By playing, and working together outside, we introduce our children to a sense of awe and wonder, respect, and appreciation for the planet we live on. There are also lots of opportunities for learning, and free entertainment. Can you make space to grow your own food, or at least buy from a local farmers market? There was a time when everyone grew some of their own food, or at least had fun looking for blackberries and fruit in the wild. Some children think that milk comes from the chilled aisle and cakes come ready made. Our children will understand how important it is to take care of the planet if they are familiar with where and how food is produced. We also reduce our carbon foot print if we can produce our own food, and make our own food. The earth is our source of food, water – our survival.
By walking and playing out in nature, we are away from technological gadgets, and can be free to think and use our imaginations. Building a den is a must for every child, along with digging and generally getting dirty, as well as regular outdoor exercise and play ! Every season holds opportunities for outdoor play – at the park, in a forest, by the ocean, or lakes. We can spend time outside, and realize just how important and amazing the world is.
Just a word of warning. Don’t go on too much about the “good old days!” or “the hard times “before central heating, before technology became widespread. If you do, you can expect to be met with the rolling of the eye response, or the playing of an invisible tiny violin to mock those difficult times!
I used to watch a children’s TV station where children were being regularly reminded to Reduce, Reuse, Recycle. Their message was usually great. Then one of the presenters explained by that the planet was in danger. The polar ice caps were melting due to global warming and that is serious because Santa now has less space for his runway to set off on his sleigh, and less snow available to allow him to land on peoples roofs. Really? Everyone knows that this would not limit Santa. He uses magic and fairy dusty to take off, fly and land. Scary lies like that are not particularly helpful and are likely to result in a place on the Santa’s naughty list. This is not a very good way to teach green living. Children often know more than we give them credit for. They soak up information like little eco sponges.

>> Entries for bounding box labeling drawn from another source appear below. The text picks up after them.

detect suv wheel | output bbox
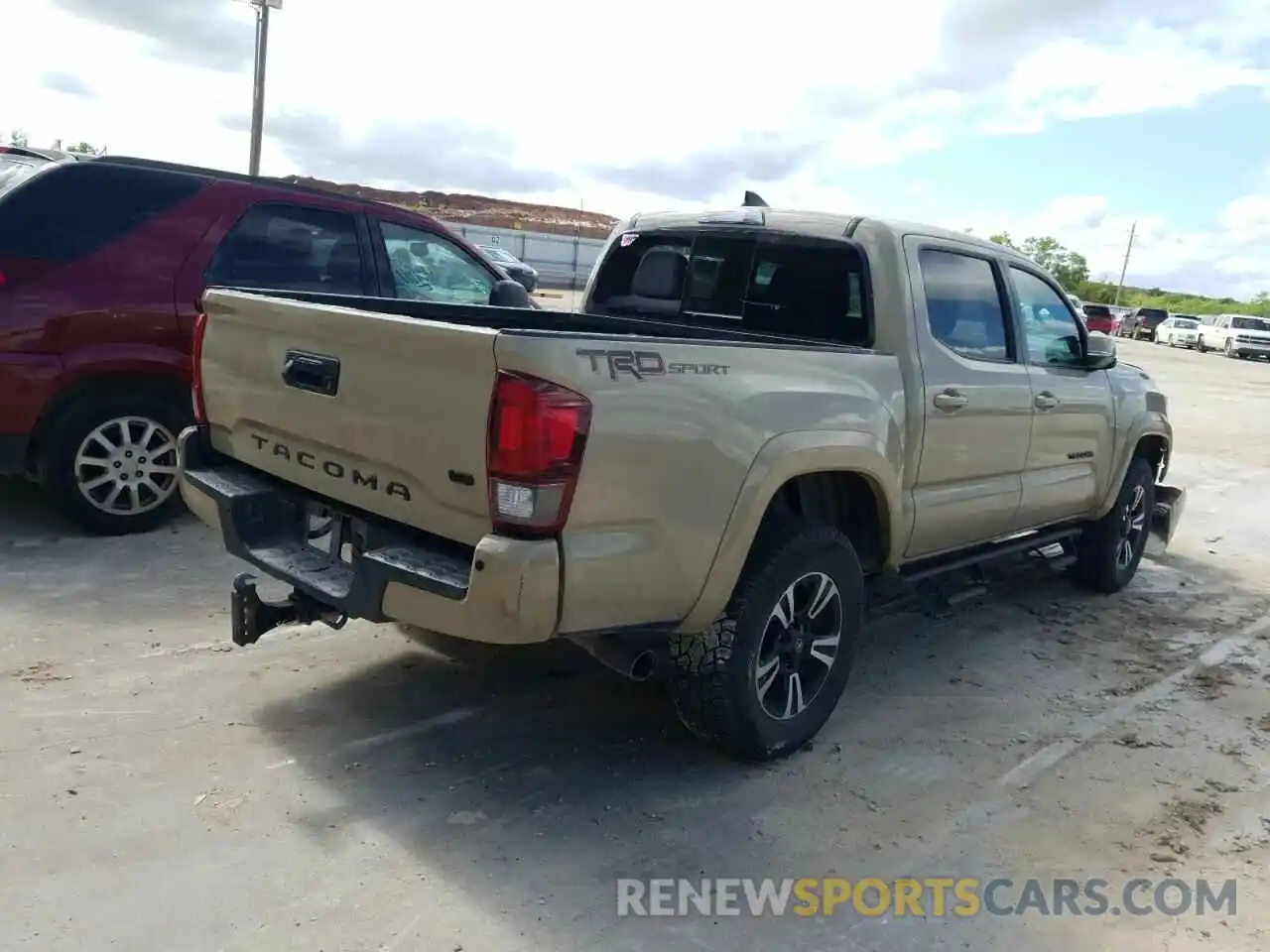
[41,393,187,536]
[671,521,863,762]
[1071,457,1156,595]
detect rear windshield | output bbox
[0,155,49,198]
[1230,317,1270,331]
[0,162,209,262]
[586,230,872,346]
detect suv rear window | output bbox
[0,162,208,262]
[586,231,872,346]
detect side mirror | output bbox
[1080,331,1116,371]
[489,281,534,308]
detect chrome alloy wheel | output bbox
[754,572,843,721]
[1103,486,1147,571]
[75,416,179,516]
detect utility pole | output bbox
[248,0,282,176]
[1115,222,1138,307]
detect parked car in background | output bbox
[1119,307,1169,340]
[477,245,539,294]
[1156,313,1199,348]
[1198,313,1270,359]
[1082,304,1120,335]
[0,153,532,534]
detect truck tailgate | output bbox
[199,290,496,544]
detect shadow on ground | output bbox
[255,557,1259,949]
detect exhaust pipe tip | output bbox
[569,635,658,681]
[626,652,657,681]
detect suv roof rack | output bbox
[90,155,373,202]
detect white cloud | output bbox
[0,0,1270,298]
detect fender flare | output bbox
[677,430,907,631]
[1094,410,1174,520]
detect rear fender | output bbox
[1096,410,1174,518]
[679,430,907,632]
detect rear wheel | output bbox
[671,520,863,762]
[40,393,188,536]
[1071,457,1156,595]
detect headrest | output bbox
[631,249,689,300]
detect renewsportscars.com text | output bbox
[617,876,1237,919]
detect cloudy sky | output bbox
[0,0,1270,296]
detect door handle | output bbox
[282,350,339,396]
[1033,390,1058,410]
[935,390,967,414]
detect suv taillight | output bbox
[485,371,590,536]
[190,312,207,426]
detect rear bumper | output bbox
[1151,485,1187,547]
[181,426,560,645]
[0,432,31,476]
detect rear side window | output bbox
[918,248,1013,362]
[588,231,871,345]
[203,203,369,295]
[0,155,49,198]
[0,162,208,262]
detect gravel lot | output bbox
[0,340,1270,952]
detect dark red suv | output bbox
[0,153,530,534]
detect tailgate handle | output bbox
[282,350,339,396]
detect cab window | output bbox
[1010,266,1082,366]
[380,222,495,304]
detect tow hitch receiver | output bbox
[230,572,348,648]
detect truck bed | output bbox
[230,291,869,353]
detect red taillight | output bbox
[190,312,207,425]
[485,371,590,536]
[0,258,54,290]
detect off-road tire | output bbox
[1070,457,1156,595]
[668,518,865,763]
[38,390,191,536]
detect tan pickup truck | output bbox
[182,203,1185,761]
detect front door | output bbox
[906,236,1033,558]
[1007,263,1115,530]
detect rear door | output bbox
[904,235,1033,558]
[1006,262,1115,530]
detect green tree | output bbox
[1006,235,1089,292]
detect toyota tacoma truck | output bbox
[181,195,1185,761]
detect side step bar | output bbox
[899,526,1080,581]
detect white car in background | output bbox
[1199,313,1270,359]
[1156,313,1199,348]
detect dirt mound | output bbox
[287,176,617,237]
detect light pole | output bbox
[248,0,282,176]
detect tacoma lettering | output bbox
[251,432,410,503]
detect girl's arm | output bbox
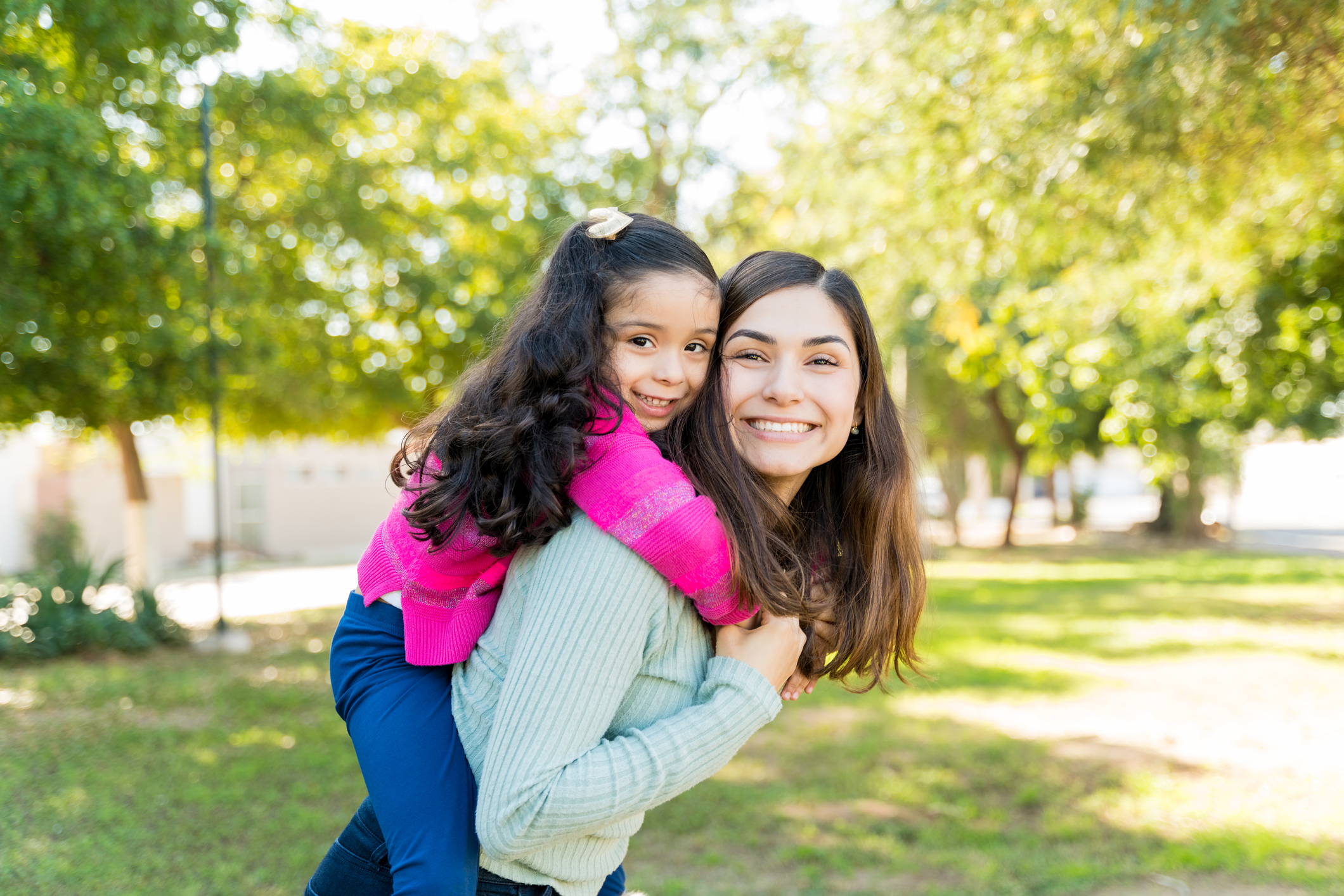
[475,517,785,860]
[570,414,755,625]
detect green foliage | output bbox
[0,515,186,661]
[0,1,606,434]
[723,0,1344,540]
[0,549,1344,896]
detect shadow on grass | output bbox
[626,685,1344,896]
[921,549,1344,666]
[0,613,365,896]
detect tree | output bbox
[0,3,606,584]
[723,0,1344,540]
[0,0,251,586]
[585,0,804,221]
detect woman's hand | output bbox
[780,608,837,700]
[715,610,808,692]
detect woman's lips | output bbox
[630,390,679,416]
[742,416,820,442]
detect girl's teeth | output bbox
[749,421,817,433]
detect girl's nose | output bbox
[653,350,685,385]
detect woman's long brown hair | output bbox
[668,251,925,691]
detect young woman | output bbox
[313,253,923,896]
[314,210,787,893]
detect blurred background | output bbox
[0,0,1344,896]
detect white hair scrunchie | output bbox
[586,208,635,239]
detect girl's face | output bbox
[606,272,719,433]
[723,286,862,502]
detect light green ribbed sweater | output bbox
[453,513,781,896]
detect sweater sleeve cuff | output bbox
[701,657,784,728]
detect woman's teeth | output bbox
[747,421,817,433]
[635,392,676,407]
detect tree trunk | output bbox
[985,388,1031,548]
[938,450,966,544]
[1149,471,1208,541]
[1003,442,1027,548]
[108,421,158,591]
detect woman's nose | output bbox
[761,366,803,404]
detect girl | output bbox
[312,210,785,896]
[309,253,923,896]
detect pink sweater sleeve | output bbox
[570,413,755,625]
[358,462,512,666]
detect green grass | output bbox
[0,551,1344,896]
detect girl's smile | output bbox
[607,272,719,433]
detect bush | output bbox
[0,515,187,660]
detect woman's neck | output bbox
[765,470,811,506]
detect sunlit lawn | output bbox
[0,552,1344,896]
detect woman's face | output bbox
[723,286,862,501]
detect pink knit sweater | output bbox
[359,414,755,666]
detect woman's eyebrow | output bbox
[723,329,775,345]
[803,336,850,348]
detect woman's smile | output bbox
[743,416,818,442]
[723,286,862,501]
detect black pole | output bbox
[200,85,228,634]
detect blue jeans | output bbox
[304,799,625,896]
[305,592,625,896]
[311,592,481,896]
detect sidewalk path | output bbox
[158,564,356,627]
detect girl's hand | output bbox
[715,610,808,692]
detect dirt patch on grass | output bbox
[1091,874,1307,896]
[893,651,1344,841]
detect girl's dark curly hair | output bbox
[392,214,718,556]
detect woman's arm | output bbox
[475,517,796,860]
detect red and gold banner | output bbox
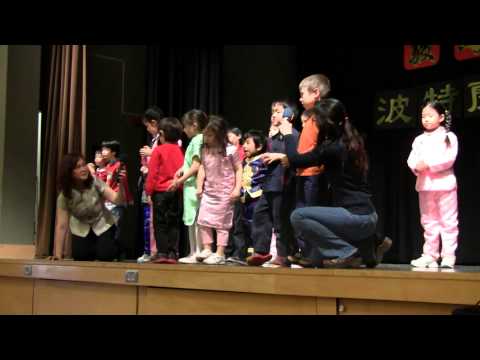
[403,45,440,70]
[455,45,480,61]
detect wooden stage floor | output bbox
[0,259,480,315]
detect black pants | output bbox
[72,225,118,261]
[277,176,298,256]
[152,191,182,258]
[252,192,287,256]
[226,195,259,259]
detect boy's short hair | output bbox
[298,74,331,97]
[228,127,242,137]
[158,117,183,143]
[243,130,267,154]
[142,106,165,123]
[102,140,120,156]
[272,100,298,121]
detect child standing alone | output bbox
[407,101,458,268]
[197,116,242,265]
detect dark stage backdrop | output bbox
[80,44,480,265]
[297,44,480,265]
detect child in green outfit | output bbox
[168,110,208,264]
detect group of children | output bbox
[87,74,458,267]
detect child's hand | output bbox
[167,180,179,192]
[260,153,277,164]
[173,169,183,179]
[415,160,428,172]
[140,145,152,156]
[280,154,290,168]
[230,189,240,203]
[87,163,95,176]
[268,125,279,137]
[279,119,292,135]
[261,153,285,164]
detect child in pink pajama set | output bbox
[196,116,242,265]
[407,101,458,268]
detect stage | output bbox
[0,259,480,315]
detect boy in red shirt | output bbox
[102,140,133,260]
[145,117,183,264]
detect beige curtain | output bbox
[35,45,87,258]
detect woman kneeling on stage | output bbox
[267,98,391,268]
[53,154,125,261]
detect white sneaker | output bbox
[137,254,152,264]
[203,253,225,265]
[410,255,438,268]
[440,256,455,269]
[196,249,212,262]
[178,254,198,264]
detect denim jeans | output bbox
[290,206,378,264]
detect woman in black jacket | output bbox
[274,98,391,267]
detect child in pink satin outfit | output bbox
[197,116,242,265]
[407,101,458,268]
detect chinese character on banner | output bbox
[455,45,480,61]
[375,90,418,128]
[423,80,462,116]
[463,76,480,118]
[403,45,440,70]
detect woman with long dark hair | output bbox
[280,98,391,267]
[53,153,125,261]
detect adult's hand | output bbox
[279,119,293,135]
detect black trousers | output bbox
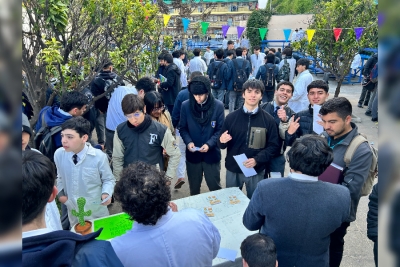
[329,222,350,267]
[186,161,221,196]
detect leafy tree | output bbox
[306,0,378,97]
[246,9,271,47]
[22,0,166,124]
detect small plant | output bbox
[71,197,92,226]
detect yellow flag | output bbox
[163,14,171,27]
[307,30,315,43]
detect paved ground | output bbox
[110,75,378,267]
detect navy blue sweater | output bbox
[243,178,350,267]
[218,107,280,173]
[22,229,123,267]
[179,99,225,164]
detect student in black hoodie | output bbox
[218,79,280,198]
[22,150,123,267]
[159,54,181,113]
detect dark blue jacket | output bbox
[261,101,295,155]
[22,230,123,267]
[179,99,225,164]
[207,59,231,90]
[35,106,72,147]
[224,58,236,91]
[256,63,279,90]
[172,89,189,128]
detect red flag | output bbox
[333,28,343,42]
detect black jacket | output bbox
[90,70,118,113]
[285,105,316,146]
[22,230,123,267]
[261,101,295,155]
[218,107,280,173]
[159,63,181,105]
[363,54,378,77]
[367,183,378,242]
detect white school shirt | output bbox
[54,143,115,226]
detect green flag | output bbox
[258,28,268,40]
[201,21,210,34]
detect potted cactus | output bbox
[71,197,92,235]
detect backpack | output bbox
[344,133,378,197]
[278,58,290,82]
[264,64,275,89]
[232,59,247,91]
[369,62,378,83]
[211,62,225,90]
[34,112,61,162]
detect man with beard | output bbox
[179,76,224,196]
[159,54,181,112]
[319,97,372,267]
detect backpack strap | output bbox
[343,134,368,168]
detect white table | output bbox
[172,187,257,267]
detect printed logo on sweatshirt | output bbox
[149,133,158,145]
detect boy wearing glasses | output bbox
[113,94,181,181]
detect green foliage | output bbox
[306,0,378,96]
[71,197,92,226]
[246,9,271,47]
[37,0,68,33]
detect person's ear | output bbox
[47,186,58,203]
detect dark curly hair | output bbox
[114,162,171,225]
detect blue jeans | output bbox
[211,89,225,103]
[226,170,265,199]
[229,91,244,113]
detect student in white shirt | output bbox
[54,117,115,226]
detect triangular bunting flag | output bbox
[222,25,229,38]
[201,21,210,34]
[258,28,268,40]
[307,30,315,43]
[237,26,246,39]
[163,14,171,27]
[182,18,190,32]
[333,28,343,42]
[283,29,292,42]
[354,27,364,41]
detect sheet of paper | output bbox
[271,172,282,178]
[101,195,111,204]
[93,213,133,240]
[233,153,257,177]
[217,247,237,261]
[313,104,324,134]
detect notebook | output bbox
[318,163,344,184]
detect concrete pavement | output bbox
[110,75,378,267]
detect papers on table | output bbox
[217,247,237,261]
[233,153,257,177]
[313,104,324,134]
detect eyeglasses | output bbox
[125,110,143,120]
[153,105,165,111]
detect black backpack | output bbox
[210,61,225,90]
[264,64,276,88]
[34,112,61,162]
[232,59,248,91]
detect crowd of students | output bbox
[17,42,373,267]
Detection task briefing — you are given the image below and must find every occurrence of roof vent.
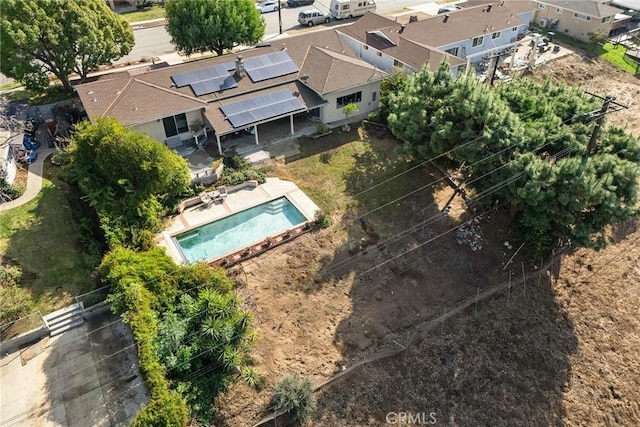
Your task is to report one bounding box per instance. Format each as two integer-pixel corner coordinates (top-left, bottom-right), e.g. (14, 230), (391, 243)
(236, 55), (246, 78)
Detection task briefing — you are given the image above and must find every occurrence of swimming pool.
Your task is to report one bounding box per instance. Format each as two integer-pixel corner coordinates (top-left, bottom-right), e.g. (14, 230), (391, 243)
(173, 197), (307, 263)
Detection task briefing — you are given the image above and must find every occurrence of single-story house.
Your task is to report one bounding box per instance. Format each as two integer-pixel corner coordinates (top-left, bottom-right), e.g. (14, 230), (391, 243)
(535, 0), (620, 42)
(76, 29), (387, 155)
(337, 0), (536, 74)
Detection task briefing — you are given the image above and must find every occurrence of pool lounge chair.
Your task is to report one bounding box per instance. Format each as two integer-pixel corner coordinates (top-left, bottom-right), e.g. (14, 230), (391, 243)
(200, 192), (213, 207)
(217, 185), (228, 200)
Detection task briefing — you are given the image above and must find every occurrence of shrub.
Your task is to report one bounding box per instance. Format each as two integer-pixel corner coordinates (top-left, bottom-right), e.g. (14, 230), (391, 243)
(223, 156), (251, 171)
(314, 209), (333, 228)
(269, 375), (315, 426)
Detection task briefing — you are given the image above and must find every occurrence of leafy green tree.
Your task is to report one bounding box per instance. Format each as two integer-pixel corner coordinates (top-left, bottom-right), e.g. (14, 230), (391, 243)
(388, 61), (640, 252)
(68, 118), (191, 248)
(0, 0), (134, 92)
(99, 248), (255, 425)
(165, 0), (265, 55)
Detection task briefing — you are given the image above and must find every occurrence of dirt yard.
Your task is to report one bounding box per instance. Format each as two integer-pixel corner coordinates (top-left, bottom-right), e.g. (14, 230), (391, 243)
(217, 56), (640, 426)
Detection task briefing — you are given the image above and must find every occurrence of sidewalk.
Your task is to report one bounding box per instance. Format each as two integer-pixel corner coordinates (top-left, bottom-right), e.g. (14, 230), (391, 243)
(0, 148), (56, 211)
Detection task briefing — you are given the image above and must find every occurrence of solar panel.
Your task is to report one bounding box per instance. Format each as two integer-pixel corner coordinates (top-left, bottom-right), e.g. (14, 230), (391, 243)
(244, 50), (298, 83)
(191, 74), (238, 96)
(171, 64), (229, 87)
(220, 89), (306, 128)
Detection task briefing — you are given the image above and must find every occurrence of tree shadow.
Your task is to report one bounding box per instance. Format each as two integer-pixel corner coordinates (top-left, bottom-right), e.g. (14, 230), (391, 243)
(0, 160), (99, 310)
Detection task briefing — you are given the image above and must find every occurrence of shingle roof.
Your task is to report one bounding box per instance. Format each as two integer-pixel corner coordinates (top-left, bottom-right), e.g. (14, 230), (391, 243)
(402, 1), (535, 47)
(204, 81), (324, 135)
(338, 13), (465, 70)
(76, 28), (368, 125)
(538, 0), (620, 18)
(299, 46), (387, 95)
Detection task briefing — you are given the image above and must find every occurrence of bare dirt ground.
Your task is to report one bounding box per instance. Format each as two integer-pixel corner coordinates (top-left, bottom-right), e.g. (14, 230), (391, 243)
(216, 56), (640, 426)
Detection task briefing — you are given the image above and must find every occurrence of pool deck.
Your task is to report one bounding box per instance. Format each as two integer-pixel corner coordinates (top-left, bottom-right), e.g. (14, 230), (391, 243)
(156, 178), (319, 264)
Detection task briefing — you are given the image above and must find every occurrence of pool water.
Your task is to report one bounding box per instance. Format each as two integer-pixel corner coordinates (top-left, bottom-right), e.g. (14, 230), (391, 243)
(174, 197), (307, 263)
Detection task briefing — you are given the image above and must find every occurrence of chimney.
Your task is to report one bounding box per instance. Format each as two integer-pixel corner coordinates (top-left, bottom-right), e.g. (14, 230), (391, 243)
(236, 55), (246, 78)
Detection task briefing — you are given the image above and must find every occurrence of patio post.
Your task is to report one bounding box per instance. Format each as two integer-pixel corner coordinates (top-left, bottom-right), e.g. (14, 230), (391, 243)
(216, 132), (222, 156)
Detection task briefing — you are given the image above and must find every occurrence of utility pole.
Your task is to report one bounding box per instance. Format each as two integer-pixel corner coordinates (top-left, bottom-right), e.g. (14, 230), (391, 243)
(585, 91), (629, 154)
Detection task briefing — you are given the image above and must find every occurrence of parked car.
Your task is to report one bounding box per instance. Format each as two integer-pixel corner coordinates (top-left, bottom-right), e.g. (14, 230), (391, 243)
(287, 0), (314, 7)
(256, 1), (280, 13)
(298, 9), (331, 27)
(438, 4), (462, 15)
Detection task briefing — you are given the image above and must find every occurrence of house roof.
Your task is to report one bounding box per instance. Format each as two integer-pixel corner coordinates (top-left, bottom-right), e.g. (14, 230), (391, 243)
(402, 1), (536, 47)
(338, 13), (465, 70)
(538, 0), (620, 18)
(204, 81), (325, 135)
(76, 28), (370, 129)
(299, 45), (387, 95)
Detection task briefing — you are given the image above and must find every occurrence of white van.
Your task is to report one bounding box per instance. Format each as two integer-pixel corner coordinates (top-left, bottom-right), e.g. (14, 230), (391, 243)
(329, 0), (376, 19)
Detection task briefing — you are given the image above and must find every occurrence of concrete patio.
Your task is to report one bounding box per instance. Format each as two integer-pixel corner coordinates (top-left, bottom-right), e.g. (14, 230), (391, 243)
(156, 178), (319, 264)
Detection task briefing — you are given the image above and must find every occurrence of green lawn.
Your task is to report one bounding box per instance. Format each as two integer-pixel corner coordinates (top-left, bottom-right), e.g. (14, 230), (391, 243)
(120, 5), (164, 24)
(0, 162), (98, 314)
(269, 130), (433, 236)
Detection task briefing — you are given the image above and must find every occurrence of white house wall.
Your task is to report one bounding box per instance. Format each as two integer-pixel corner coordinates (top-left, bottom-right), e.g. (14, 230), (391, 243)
(320, 81), (380, 123)
(130, 110), (204, 143)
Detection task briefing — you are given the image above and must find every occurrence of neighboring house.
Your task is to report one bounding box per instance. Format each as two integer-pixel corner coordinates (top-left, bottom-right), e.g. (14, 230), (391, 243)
(76, 29), (387, 157)
(535, 0), (620, 42)
(337, 0), (536, 75)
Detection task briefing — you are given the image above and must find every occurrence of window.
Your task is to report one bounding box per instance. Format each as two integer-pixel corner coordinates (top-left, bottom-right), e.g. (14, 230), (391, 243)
(573, 12), (591, 21)
(336, 92), (362, 108)
(162, 113), (189, 138)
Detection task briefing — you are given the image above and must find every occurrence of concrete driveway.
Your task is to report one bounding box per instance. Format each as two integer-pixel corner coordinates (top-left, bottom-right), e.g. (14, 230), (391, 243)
(0, 311), (148, 427)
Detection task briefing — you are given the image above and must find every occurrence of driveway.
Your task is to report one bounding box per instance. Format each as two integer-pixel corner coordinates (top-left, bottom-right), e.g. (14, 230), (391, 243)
(0, 311), (148, 427)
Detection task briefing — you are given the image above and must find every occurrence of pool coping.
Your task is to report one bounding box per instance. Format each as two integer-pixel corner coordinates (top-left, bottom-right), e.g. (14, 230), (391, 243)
(156, 178), (319, 267)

Whilst we are trying to encourage their commitment to eco living, bear in mind that they probably have as much of an interest and awareness of the taking care of the planet as we do. They know that they need to build a better world. We can teach them, and we can learn from them too if we take the time to work together and play together. Being green isn’t all about suffering and we need to teach our children that, it can be an immensely enjoyable and exciting journey – if we make it that way. One excellent weapon we have in the journey is simple – changing and growing is easier when we can all learn together.